On pourrait donc mentir par respect, et en quelque sorte, avec sincérité. Leurs rêves les rapprochent. Ils se ressemblent tant... Ils vont s'apprivoiser.
Sonia semble minimiser son talent de gestionnaire de la propriété : j'étais pas un génie mais j'étais très compétente dira-t-elle sur un ton de fausse modestie. André se prétend violoniste émérite. Petit à petit, alors que les confidences éveillent réciproquement leur intérêt l'un pour l'autre chacun va retoucher le portrait qu'il a brossé.
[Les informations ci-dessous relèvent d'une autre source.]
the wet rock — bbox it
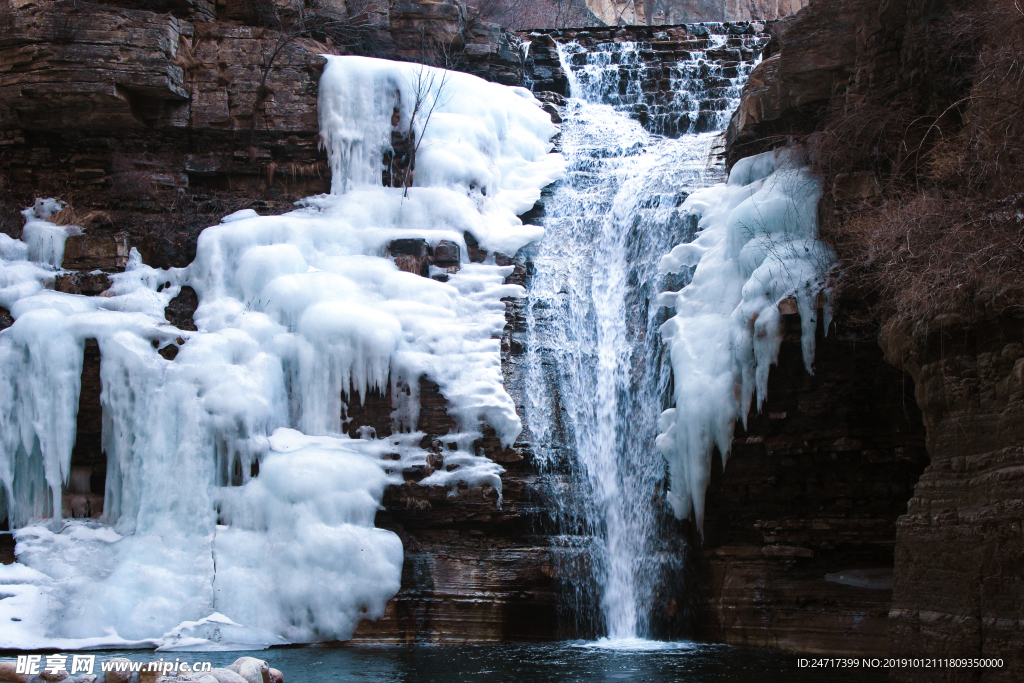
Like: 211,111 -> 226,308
0,305 -> 13,331
54,271 -> 112,296
0,661 -> 30,682
226,658 -> 268,683
100,660 -> 132,683
266,670 -> 283,683
164,286 -> 198,332
39,669 -> 69,681
61,232 -> 129,271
Elle confie que le domaine a périclité. André avoue avec pudeur : je suis une sorte de raté. Son existence cahote avec des ratés comme un moteur qui tousse avant de repartir. Sonia se raccroche à l'illusion qu'elle parvient tout de même à contrôler la situation. Elle affirme son courage, et même sa force d'âme. Si l'on ne savait pas que le texte est de Brian Friel, un auteur irlandais, on jurerait que c'est du Tchekhov.
L'admiration se lit bientôt dans le regard qu'André pose sur elle : quelle femme audacieuse vous êtes !
Il était fade lorsqu'il racontait ses exploits. Le voici qui s'anime alors qu'il avoue ses faiblesses. Elle faisait preuve de bravade en évoquant ses projets agricoles. La voilà qui s'éclaire en corrigeant ses affirmations. Le jeu de Marie Vincent n'est que finesse, alternant avec vivacité l'enthousiasme, la langueur et les larmes. Roland Marchisio lui aussi joue sur un registre très large.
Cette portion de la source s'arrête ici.